Doch der Eindruck täuschte, denn an den darauffolgenden Tagen dünnte der Publikumsstrom aus und blieben viele Sitze in den CineStar-Kinos frei, sodass am Ende ähnlich wie bei den anderen erwähnten Festivals nur etwa die Hälfte jener Besucherzahlen erreicht wurde, die vor der Pandemie die Regel waren. Zwar konnten sich alle Filmfestivals auf einen harten Kern an Fans verlassen. Aber die Beobachtung ergab, dass insbesondere die etwas ältere Klientel sich noch zurückhält und geschlossene Räume mit vielen Menschen darin nach wie vor meidet. Entsprechend fehlt dieser Personenkreis nicht nur auf den Festivals, sondern sorgt auch für überschaubare Zahlen im regulären Arthaus-Betrieb in Deutschland – Zahlen, die für manche der vielen im Umlauf befindlichen Filme spektakulär bescheiden ausfallen.
Außer der Neuverfilmung von Dune und dem neuen Bond sowie einigen Familienfilmen läuft der große Rest, der von den überfüllten Lagern unter Hochdruck in die Kinos gedrückt wurde, unter Wert, heißt: meist ohne jeden Profit.

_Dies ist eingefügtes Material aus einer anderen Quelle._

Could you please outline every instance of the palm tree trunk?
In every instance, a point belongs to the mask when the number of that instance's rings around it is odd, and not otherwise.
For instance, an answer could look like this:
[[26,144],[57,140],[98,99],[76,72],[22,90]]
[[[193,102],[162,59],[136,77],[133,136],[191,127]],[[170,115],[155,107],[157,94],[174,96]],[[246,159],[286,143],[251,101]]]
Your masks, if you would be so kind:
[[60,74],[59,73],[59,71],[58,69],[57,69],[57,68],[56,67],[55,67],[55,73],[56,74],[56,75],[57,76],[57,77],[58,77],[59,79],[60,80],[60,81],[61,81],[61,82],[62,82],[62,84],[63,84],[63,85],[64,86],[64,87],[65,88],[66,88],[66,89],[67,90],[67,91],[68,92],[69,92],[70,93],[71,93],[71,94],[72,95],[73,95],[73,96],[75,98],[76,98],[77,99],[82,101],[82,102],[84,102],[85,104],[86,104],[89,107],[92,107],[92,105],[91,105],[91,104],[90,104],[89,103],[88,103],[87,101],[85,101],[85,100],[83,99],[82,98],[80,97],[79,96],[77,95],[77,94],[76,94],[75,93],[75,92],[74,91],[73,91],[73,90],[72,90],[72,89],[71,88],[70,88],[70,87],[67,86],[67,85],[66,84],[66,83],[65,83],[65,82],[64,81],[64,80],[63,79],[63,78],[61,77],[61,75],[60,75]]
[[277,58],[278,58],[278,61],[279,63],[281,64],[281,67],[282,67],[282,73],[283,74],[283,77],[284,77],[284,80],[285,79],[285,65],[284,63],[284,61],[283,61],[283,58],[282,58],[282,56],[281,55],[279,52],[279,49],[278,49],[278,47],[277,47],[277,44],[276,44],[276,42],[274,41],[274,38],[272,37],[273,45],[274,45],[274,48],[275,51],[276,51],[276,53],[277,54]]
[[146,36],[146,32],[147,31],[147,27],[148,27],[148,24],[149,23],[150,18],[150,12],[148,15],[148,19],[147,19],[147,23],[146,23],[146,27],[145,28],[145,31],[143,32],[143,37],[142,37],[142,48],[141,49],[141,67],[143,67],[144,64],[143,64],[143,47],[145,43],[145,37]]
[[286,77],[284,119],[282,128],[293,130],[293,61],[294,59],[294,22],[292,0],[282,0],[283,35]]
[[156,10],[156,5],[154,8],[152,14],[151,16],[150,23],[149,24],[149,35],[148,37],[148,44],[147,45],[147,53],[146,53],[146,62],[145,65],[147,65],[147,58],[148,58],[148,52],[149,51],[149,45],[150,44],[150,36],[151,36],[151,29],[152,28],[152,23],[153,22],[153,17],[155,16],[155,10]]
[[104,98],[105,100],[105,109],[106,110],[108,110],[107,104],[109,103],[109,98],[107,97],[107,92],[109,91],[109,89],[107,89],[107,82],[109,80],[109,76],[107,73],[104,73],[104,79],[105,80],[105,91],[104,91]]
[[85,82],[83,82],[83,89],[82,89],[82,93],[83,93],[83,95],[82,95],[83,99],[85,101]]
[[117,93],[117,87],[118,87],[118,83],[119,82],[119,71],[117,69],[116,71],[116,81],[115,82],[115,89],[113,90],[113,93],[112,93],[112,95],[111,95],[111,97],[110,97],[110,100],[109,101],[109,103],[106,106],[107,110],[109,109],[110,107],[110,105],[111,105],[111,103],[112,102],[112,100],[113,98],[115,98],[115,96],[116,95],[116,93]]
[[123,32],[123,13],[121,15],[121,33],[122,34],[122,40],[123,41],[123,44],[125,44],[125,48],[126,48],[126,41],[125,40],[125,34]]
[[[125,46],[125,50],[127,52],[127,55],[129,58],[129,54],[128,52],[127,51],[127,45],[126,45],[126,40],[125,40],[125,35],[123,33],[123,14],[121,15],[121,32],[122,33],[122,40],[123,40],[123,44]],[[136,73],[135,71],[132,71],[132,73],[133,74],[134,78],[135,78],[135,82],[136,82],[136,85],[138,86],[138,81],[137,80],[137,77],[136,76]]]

Mancher Streifen wie etwa der neue Clint Eastwood-Film Cry Macho, die schräge Dänen-Komödie Helden der Wahrscheinlichkeit, das deutsche Drama Walchensee forever oder gar der französische Cannes-Gewinner Titane – allesamt sehenswerte Filme – erreichen lediglich einen Bruchteil dessen, was im Arthaus-Bereich vor den Lockdowns gang und gäbe war.

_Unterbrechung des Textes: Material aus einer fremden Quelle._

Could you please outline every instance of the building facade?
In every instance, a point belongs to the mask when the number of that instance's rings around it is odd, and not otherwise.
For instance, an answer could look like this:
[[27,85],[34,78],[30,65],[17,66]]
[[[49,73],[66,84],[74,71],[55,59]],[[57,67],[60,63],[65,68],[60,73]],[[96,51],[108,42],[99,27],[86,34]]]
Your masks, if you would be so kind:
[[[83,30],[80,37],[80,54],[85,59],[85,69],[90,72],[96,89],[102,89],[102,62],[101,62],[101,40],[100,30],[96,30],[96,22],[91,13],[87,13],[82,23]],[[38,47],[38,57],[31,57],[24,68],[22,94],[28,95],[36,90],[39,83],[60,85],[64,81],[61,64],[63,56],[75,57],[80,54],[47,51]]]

Gemessen an den Kinostarts mancher Filme schneiden die Festivals derzeit noch ganz gut ab. Aber auch wenn die Stimmung nach über einem Jahr Zwangspause oder Online-Ausgaben besser geworden ist, war nicht zu übersehen, wie viel steifer und zurückhaltender die Atmosphäre bisweilen wirkte. Auch dem Personal war oft eine gewissen Anspannung anzumerken, bei den 3G-Kontrollen oder anderen Prozederes bloß nichts falsch zu machen. Wenn es Kontrollen unter der Prämisse 2G gibt, fühlen sich die meisten Menschen noch recht sicher und nehmen es mit dem Abstandhalten nach dem zweiten Wein nicht mehr ganz genau. Veranstaltungen in geschlossenen Räumen, die für die Oktober-Festivals nicht zu umgehen waren, lösen bei etlichen Besuchern unwillkürlich Unsicherheiten aus. Muss ich jetzt am Platz oder Stehtisch Maske tragen? Darf ich mir am Büffet selber eine Portion nehmen oder muss ich vorher einen Kellner bitten? Welche Richtlinien gelten in den Bundesländern, zu denen man anreiste?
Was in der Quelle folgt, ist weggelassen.